Era tarde, pero parecía vigorizado. Sonrió con ironía al hacer la pregunta. A Elise le daba la impresión de que, en realidad, se refería a los aspectos prácticos de las teorías de herr Rahn sobre el amor.
Elise se ruborizó ligeramente al oír el nombre de Rahn, pero respondió con honestidad:
—Creo que nunca había conocido a nadie como él.
—¿Tanto como para enamorarte?
Resultaba tentador imaginar que el deseo se transformase en algo intachable.
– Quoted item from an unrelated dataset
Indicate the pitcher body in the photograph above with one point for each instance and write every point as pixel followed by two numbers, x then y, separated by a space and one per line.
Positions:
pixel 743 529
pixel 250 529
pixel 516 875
Quería pasión, pero no lo que sucedía cuando una mujer casada hacía el ridículo. A pesar de que en su vida no se había permitido muchos excesos, pensó que estar loca de amor por alguien debía de ser maravilloso. ¡Se acabaron las relaciones educadas! ¡Quería arder! Sin embargo, no si eso significaba culpabilidad y escándalo. Al fin y al cabo, la sociedad de Berlín seguía siendo un círculo muy cerrado en el que se observaba con mil ojos a las esposas imprudentes y a las coquetas. Resultaba muy entretenido verlas volar cada vez más cerca de la llama, pero llegaba un momento en que se acercaban demasiado y, después, como había visto tantas veces, todos las excluían de manera muy discreta. Como le había dicho sin más rodeos una amiga íntima, si una mujer deseaba demasiado los placeres de la calle, ¡con la calle se la recompensaba!
—Dime —contestó, lanzándole una mirada a su marido en la que le dejaba claro que aquella era la respuesta a su pregunta—, ¿de verdad tenemos que regresar a Séte mañana?